Bosnia Leader Heads Back to Talks
SARAJEVO, Bosnia-Herzegovina — Bosnia’s Muslim president, Alija Izetbegovic, left his besieged capital Monday for Geneva peace talks, vowing to do everything in his power to ensure that Bosnia remained a nation.
His departure coincided with a warning from Bosnian Serb leader Radovan Karadzic that Muslims risk losing everything if they refuse to accept a plan to partition the country into three ethnic ministates within a loose Bosnian confederation.
Izetbegovic, whose problems finding a flight out of Sarajevo forced a day’s postponement until today of the resumed Geneva talks, predicted that the negotiations will be hard.
“It will be difficult in Geneva, but our delegation will do everything it can to make sure Bosnia remains a country where no one will be humiliated because of his nationality, religion or politics,” he said in a statement read on Bosnian radio.
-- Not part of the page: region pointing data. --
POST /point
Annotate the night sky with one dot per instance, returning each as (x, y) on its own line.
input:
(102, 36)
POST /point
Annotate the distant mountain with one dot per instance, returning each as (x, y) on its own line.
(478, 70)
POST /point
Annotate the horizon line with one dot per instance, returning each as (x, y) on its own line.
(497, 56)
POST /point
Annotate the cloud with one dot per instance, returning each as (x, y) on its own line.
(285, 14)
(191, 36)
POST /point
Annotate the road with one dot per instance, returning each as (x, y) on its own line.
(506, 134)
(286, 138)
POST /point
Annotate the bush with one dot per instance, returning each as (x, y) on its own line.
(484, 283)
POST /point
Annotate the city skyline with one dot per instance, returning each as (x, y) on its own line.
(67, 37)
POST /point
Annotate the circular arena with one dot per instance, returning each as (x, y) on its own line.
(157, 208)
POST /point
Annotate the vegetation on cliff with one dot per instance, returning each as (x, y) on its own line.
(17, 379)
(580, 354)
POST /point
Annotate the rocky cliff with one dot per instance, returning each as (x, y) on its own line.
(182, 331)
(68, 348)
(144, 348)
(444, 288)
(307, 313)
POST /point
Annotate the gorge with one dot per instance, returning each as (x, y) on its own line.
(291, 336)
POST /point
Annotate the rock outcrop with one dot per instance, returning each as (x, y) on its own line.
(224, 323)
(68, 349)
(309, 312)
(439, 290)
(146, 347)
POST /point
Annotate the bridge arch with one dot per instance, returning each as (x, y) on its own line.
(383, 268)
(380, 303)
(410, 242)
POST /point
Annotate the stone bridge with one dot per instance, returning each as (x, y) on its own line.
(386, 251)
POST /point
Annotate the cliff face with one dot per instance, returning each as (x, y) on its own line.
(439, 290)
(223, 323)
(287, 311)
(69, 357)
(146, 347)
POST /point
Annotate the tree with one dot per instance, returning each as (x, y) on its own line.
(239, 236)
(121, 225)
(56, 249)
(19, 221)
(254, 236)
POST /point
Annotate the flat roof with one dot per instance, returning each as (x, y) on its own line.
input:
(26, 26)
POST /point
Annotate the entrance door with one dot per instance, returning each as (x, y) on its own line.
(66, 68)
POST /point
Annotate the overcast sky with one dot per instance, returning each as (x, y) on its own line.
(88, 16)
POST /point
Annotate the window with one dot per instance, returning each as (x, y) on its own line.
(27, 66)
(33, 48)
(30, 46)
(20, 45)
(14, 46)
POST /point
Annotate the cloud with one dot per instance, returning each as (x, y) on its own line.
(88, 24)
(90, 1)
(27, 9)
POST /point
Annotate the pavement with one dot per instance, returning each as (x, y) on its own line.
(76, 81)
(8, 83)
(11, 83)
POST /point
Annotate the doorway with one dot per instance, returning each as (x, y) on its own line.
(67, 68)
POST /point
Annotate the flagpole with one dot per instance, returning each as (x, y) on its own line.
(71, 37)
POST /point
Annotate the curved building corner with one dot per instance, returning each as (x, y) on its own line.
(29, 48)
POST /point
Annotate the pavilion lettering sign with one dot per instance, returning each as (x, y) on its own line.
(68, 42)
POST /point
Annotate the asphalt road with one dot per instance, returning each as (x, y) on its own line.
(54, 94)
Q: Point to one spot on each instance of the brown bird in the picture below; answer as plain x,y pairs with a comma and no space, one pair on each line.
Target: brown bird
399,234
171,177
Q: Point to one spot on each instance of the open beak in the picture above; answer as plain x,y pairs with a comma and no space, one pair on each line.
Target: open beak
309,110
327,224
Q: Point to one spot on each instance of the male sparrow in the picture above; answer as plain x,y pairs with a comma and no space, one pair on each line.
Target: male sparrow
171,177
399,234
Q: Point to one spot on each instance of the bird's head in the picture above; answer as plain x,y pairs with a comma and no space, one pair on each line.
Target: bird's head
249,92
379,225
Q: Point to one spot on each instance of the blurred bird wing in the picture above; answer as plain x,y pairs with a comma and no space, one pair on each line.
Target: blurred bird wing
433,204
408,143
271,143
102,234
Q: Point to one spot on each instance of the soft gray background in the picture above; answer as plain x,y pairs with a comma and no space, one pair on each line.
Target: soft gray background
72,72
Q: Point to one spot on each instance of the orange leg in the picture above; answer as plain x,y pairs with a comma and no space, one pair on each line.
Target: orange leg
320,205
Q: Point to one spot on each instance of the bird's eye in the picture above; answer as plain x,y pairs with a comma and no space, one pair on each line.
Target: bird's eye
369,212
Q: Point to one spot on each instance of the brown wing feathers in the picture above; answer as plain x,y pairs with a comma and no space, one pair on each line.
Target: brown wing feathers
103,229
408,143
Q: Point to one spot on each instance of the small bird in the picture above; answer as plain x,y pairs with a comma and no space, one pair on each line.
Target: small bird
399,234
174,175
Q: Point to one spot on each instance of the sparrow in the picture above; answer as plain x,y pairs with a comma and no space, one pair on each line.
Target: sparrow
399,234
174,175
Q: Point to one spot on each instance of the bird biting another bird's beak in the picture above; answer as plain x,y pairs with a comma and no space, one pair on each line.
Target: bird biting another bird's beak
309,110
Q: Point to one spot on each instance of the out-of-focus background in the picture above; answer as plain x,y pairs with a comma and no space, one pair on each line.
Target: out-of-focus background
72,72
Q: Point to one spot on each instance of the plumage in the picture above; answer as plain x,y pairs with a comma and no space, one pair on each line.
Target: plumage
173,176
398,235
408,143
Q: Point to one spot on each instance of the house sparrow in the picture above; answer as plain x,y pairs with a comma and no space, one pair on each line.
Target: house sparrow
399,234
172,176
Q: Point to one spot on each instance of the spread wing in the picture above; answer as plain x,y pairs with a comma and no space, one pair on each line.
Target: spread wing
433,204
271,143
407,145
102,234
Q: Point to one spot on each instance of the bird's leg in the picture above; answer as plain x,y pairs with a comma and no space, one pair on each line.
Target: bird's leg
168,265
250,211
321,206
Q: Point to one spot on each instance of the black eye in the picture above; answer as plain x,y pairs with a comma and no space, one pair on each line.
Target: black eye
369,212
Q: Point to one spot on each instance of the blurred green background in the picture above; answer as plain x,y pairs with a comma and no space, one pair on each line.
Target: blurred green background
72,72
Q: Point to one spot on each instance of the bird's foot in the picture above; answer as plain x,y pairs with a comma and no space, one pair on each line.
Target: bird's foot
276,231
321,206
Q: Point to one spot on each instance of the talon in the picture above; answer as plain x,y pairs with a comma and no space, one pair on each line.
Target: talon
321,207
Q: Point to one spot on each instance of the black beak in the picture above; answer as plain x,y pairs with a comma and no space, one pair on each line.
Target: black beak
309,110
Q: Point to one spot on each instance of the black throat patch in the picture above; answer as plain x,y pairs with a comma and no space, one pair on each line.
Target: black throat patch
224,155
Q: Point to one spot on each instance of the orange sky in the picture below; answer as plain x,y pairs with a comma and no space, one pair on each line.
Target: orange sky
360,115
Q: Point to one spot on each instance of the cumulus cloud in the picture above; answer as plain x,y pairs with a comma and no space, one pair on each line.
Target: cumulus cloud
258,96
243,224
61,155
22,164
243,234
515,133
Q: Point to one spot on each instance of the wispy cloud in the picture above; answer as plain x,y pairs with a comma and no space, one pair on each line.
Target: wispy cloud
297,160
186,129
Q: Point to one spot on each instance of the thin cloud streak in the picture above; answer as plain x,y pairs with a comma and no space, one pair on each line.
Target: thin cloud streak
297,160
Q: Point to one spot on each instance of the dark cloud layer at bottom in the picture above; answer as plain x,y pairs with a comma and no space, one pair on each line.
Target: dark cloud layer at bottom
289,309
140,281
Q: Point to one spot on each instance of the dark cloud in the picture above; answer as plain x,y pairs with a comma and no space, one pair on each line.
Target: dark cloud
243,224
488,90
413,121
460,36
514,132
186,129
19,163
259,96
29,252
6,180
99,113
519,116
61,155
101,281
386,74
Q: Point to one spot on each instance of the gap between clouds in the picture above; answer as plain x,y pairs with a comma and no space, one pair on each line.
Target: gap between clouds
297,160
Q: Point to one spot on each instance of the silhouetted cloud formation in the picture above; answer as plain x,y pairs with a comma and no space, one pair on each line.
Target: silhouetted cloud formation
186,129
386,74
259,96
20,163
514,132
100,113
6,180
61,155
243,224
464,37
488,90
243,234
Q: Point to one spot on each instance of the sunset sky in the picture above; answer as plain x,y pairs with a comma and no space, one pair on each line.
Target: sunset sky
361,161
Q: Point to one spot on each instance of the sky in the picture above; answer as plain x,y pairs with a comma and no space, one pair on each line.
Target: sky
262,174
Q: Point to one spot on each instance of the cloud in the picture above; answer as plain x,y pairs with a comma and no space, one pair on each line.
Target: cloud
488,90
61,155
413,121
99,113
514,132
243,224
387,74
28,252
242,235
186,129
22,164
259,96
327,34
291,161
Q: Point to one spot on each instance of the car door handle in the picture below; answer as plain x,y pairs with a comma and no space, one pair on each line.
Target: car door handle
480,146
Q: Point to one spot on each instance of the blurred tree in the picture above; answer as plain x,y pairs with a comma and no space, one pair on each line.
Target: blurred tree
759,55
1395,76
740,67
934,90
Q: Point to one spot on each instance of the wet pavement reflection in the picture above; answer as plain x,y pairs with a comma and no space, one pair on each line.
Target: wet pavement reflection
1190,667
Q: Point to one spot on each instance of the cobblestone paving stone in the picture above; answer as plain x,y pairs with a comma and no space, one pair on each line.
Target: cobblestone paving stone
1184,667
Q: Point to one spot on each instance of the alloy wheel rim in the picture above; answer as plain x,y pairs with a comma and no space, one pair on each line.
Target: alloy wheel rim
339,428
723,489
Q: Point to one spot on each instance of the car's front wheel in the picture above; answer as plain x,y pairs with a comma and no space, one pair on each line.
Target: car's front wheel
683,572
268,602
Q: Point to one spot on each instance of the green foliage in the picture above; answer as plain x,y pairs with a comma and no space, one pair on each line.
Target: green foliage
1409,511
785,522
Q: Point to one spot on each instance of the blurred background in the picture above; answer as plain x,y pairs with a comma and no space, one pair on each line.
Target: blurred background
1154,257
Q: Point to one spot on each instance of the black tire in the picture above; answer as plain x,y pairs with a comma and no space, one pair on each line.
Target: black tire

Earlier Monday, Karadzic said it is too late for the Muslims to bargain over the map and warned they could lose everything in a two-way carve-up between Serbs and Croats if they tried.
“They (Muslims) should have accepted it. Otherwise they risk losing everything,” Karadzic said after arriving in Geneva.
Only the Serbs have fully accepted the map, giving them 52% of the republic’s territory. Muslims would get 30% and Croats 18%.